5 things you didn't know about ... Java Object Serialization

You thought serialized data was safe? Think again.

Java Object Serialization is so fundamental to Java programming that it's easy to take for granted. But, like many aspects of the Java platform, Serialization rewards those who go digging. In his first article of this new series, Ted Neward gives you five reasons to look twice at the Java Object Serialization API, including tricks (and code) for refactoring, encrypting, and validating serialized data.

Share:

Ted Neward, Principal, Neward & Associates

Ted Neward photoTed Neward is the principal of Neward & Associates, where he consults, mentors, teaches, and presents on Java, .NET, XML Services, and other platforms. He resides near Seattle, Washington.



26 April 2010 (First published 06 April 2010)

Also available in Chinese Russian Japanese Portuguese

A few years ago, while working with a software team writing an application in the Java language, I experienced the benefit of knowing a little more than your average programmer about Java Object Serialization.

About this series

So you think you know about Java programming? The fact is, most developers scratch the surface of the Java platform, learning just enough to get the job done. In this series, Ted Neward digs beneath the core functionality of the Java platform to uncover little known facts that could help you solve even the stickiest programming challenges.

A year or so prior, a developer responsible for managing the application's per user settings had decided to store them in a Hashtable, then serialize the Hashtable down to disk for persistence. When a user changed his or her settings, the Hashtable was simply rewritten back to disk.

This was an elegant and open-ended settings system, but it fell apart when the team decided to migrate from Hashtable to HashMap from the Java Collections library.

The disk forms of Hashtable and HashMap are different and incompatible. Short of running some kind of data conversion utility over each of the persisted user settings (a monumental task), it seemed that Hashtable would be the application's storage format for the remainder of its lifetime.

The team felt stuck, but only because they didn't know something crucial (and somewhat obscure) about Java Serialization: it was built to allow for evolution of types over time. Once I showed them how to do automatic serialization replacement, the transition to HashMap proceeded as planned.

This article is the first in a series dedicated to uncovering useful trivia about the Java platform — obscure stuff that comes in handy for solving Java programming challenges.

Java Object Serialization is a great API to start with because it's been around since the beginning: JDK 1.1. The five things you'll learn about Serialization in this article should convince you to look twice at even standard Java APIs.

Java Serialization 101

Java Object Serialization, introduced as part of the ground-breaking feature set that made up JDK 1.1, serves as a mechanism to transform a graph of Java objects into an array of bytes for storage or transmission, such that said array of bytes can be later transformed back into a graph of Java objects.

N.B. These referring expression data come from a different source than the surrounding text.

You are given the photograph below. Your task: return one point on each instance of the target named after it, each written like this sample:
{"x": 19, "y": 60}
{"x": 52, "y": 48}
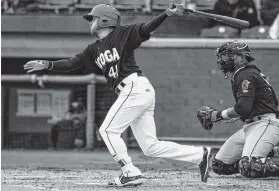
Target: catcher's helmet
{"x": 108, "y": 15}
{"x": 230, "y": 50}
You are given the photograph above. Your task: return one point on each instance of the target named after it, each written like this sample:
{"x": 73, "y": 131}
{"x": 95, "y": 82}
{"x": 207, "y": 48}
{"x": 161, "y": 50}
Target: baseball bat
{"x": 223, "y": 19}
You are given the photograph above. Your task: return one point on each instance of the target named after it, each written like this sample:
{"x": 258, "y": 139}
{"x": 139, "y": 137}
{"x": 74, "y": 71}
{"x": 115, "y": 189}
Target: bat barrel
{"x": 223, "y": 19}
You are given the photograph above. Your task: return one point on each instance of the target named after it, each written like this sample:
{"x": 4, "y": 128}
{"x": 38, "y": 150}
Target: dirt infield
{"x": 73, "y": 170}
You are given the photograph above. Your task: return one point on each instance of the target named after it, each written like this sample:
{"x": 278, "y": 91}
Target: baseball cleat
{"x": 123, "y": 180}
{"x": 205, "y": 164}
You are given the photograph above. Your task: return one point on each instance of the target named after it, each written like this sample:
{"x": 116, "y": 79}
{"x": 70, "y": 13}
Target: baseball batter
{"x": 256, "y": 105}
{"x": 113, "y": 56}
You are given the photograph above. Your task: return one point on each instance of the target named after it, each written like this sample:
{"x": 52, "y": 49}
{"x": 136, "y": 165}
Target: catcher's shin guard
{"x": 224, "y": 169}
{"x": 253, "y": 167}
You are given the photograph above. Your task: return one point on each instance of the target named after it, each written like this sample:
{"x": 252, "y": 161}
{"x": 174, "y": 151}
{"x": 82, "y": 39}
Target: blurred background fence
{"x": 178, "y": 60}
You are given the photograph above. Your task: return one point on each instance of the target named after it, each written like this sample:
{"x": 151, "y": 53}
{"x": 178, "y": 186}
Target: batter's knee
{"x": 102, "y": 132}
{"x": 224, "y": 169}
{"x": 255, "y": 167}
{"x": 150, "y": 150}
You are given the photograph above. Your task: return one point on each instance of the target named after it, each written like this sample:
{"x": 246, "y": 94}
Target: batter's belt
{"x": 260, "y": 117}
{"x": 123, "y": 83}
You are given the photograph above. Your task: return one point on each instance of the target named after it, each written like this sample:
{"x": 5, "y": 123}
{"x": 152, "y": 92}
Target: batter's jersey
{"x": 113, "y": 56}
{"x": 249, "y": 81}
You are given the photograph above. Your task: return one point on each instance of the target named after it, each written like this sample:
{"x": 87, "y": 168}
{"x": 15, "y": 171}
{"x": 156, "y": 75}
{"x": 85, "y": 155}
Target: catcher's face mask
{"x": 227, "y": 55}
{"x": 226, "y": 62}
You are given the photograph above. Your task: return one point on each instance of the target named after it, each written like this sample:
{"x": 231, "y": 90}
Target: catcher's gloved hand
{"x": 35, "y": 65}
{"x": 175, "y": 9}
{"x": 207, "y": 115}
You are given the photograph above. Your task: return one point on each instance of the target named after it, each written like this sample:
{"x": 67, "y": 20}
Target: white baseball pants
{"x": 135, "y": 107}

In essence, the idea of Serialization is to "freeze" the object graph, move the graph around (to disk, across a network, whatever), and then "thaw" the graph back out again into usable Java objects. All this happens more or less magically, thanks to the ObjectInputStream/ObjectOutputStream classes, full-fidelity metadata, and the willingness of programmers to "opt in" to this process by tagging their classes with the Serializable marker interface.

Listing 1 shows a Person class implementing Serializable.

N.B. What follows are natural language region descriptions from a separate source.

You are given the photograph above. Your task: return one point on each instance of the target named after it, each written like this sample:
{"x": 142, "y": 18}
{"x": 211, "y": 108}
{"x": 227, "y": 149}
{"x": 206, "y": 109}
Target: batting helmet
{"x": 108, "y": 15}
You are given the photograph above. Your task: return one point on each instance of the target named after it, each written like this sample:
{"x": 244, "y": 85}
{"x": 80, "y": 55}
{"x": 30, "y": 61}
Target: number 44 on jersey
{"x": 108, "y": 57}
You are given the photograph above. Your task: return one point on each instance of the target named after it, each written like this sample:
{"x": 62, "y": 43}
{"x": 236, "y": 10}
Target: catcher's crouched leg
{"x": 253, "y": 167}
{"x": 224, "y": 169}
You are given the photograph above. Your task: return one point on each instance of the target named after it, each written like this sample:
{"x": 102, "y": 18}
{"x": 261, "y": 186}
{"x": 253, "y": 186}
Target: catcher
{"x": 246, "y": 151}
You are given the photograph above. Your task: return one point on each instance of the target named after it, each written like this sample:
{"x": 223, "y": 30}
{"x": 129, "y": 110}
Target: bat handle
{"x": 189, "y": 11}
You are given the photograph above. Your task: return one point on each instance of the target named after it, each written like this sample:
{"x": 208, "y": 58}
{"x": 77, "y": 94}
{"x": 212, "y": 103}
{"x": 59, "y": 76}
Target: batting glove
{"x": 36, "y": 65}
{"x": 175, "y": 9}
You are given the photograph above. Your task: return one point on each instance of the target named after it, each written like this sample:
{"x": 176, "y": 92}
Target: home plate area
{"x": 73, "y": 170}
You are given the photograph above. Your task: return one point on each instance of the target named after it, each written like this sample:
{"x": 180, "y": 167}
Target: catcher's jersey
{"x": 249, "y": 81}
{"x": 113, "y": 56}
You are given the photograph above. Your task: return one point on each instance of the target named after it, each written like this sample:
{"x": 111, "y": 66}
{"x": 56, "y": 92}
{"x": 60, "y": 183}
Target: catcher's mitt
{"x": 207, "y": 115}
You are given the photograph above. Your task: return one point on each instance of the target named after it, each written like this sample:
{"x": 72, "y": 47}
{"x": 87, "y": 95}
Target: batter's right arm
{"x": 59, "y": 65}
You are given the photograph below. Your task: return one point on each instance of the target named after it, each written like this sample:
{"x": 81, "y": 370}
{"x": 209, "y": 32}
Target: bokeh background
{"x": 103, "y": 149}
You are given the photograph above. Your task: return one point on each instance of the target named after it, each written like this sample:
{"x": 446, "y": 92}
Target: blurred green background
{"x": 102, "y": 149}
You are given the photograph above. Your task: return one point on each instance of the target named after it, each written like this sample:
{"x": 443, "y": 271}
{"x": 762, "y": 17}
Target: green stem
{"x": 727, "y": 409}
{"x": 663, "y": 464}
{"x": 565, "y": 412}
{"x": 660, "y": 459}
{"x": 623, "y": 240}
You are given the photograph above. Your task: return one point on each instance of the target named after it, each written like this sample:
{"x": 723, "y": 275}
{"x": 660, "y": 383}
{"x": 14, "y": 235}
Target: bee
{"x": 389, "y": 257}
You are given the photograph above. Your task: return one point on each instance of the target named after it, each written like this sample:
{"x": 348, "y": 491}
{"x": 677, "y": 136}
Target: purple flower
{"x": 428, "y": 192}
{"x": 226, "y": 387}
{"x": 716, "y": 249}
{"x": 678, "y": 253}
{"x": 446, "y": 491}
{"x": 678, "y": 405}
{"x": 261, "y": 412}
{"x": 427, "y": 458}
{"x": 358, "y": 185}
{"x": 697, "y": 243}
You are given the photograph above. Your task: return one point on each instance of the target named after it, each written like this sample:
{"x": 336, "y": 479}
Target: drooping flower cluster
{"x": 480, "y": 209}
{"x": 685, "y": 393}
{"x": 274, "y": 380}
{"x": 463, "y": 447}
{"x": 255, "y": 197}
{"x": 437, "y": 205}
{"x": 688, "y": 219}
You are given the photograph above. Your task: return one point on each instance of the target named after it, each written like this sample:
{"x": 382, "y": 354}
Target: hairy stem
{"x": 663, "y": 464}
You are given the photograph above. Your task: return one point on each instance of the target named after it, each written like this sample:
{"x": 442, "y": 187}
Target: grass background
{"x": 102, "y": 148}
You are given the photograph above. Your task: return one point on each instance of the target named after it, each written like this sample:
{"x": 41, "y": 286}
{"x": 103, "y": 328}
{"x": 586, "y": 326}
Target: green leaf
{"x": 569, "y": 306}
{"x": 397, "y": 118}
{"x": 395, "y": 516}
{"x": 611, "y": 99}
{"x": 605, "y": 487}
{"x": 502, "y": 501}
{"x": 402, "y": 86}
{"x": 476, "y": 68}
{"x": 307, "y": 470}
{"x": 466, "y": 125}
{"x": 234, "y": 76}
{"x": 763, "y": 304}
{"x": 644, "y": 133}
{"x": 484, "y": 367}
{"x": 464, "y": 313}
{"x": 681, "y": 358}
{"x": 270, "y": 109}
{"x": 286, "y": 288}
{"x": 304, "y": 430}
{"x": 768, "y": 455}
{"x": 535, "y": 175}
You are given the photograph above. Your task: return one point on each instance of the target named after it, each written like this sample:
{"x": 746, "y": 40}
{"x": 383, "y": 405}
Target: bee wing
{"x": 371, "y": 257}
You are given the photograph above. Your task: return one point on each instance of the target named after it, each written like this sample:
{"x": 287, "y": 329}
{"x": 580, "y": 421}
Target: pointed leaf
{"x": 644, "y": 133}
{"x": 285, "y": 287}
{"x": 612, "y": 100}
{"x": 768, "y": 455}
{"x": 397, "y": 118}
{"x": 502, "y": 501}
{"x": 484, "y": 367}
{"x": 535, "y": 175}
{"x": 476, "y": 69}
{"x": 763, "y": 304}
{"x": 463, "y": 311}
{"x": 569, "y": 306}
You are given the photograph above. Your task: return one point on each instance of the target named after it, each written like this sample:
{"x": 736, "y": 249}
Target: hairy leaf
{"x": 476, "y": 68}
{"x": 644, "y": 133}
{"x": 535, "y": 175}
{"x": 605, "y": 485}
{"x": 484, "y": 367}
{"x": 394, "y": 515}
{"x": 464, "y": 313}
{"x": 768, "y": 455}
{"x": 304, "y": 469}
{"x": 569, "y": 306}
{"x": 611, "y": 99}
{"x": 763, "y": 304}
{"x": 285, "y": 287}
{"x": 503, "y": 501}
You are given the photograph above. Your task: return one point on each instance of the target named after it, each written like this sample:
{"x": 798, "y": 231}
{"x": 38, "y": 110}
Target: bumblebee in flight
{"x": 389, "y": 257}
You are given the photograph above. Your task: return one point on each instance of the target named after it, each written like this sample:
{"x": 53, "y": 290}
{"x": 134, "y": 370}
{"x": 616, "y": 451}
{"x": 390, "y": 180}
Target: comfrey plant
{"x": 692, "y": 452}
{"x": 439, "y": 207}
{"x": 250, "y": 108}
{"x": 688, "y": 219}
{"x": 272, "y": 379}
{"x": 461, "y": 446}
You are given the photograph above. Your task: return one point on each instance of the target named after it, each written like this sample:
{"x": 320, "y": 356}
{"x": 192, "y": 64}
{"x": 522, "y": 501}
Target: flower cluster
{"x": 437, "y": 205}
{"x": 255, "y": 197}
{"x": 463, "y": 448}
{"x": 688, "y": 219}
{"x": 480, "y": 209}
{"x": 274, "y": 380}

Listing 1. Serializable Person
package com.tedneward;

public class Person
    implements java.io.Serializable
{
    public Person(String fn, String ln, int a)
    {
        this.firstName = fn; this.lastName = ln; this.age = a;
    }

    public String getFirstName() { return firstName; }
    public String getLastName() { return lastName; }
    public int getAge() { return age; }
    public Person getSpouse() { return spouse; }

    public void setFirstName(String value) { firstName = value; }
    public void setLastName(String value) { lastName = value; }
    public void setAge(int value) { age = value; }
    public void setSpouse(Person value) { spouse = value; }

    public String toString()
    {
        return "[Person: firstName=" + firstName + 
            " lastName=" + lastName +
            " age=" + age +
            " spouse=" + spouse.getFirstName() +
            "]";
    }    

    private String firstName;
    private String lastName;
    private int age;
    private Person spouse;

}

Once Person has been serialized, it's pretty simple to write an object graph to disk and read it back again, as demonstrated by this JUnit 4 unit test.

Listing 2. Deserializing Person
public class SerTest
{
    @Test public void serializeToDisk()
    {
        try
        {
            com.tedneward.Person ted = new com.tedneward.Person("Ted", "Neward", 39);
            com.tedneward.Person charl = new com.tedneward.Person("Charlotte",
                "Neward", 38);

            ted.setSpouse(charl); charl.setSpouse(ted);

            FileOutputStream fos = new FileOutputStream("tempdata.ser");
            ObjectOutputStream oos = new ObjectOutputStream(fos);
            oos.writeObject(ted);
            oos.close();
        }
        catch (Exception ex)
        {
            fail("Exception thrown during test: " + ex.toString());
        }
        
        try
        {
            FileInputStream fis = new FileInputStream("tempdata.ser");
            ObjectInputStream ois = new ObjectInputStream(fis);
            com.tedneward.Person ted = (com.tedneward.Person) ois.readObject();
            ois.close();
            
            assertEquals(ted.getFirstName(), "Ted");
            assertEquals(ted.getSpouse().getFirstName(), "Charlotte");

            // Clean up the file
            new File("tempdata.ser").delete();
        }
        catch (Exception ex)
        {
            fail("Exception thrown during test: " + ex.toString());
        }
    }
}

Nothing you've seen so far is new or exciting — it's Serialization 101 — but it's a good place to start. We'll use Person to discover five things you probably didn't already know about Java Object Serialization.


1. Serialization allows for refactoring

Serialization permits a certain amount of class variation, such that even after refactoring, ObjectInputStream will still read it just fine.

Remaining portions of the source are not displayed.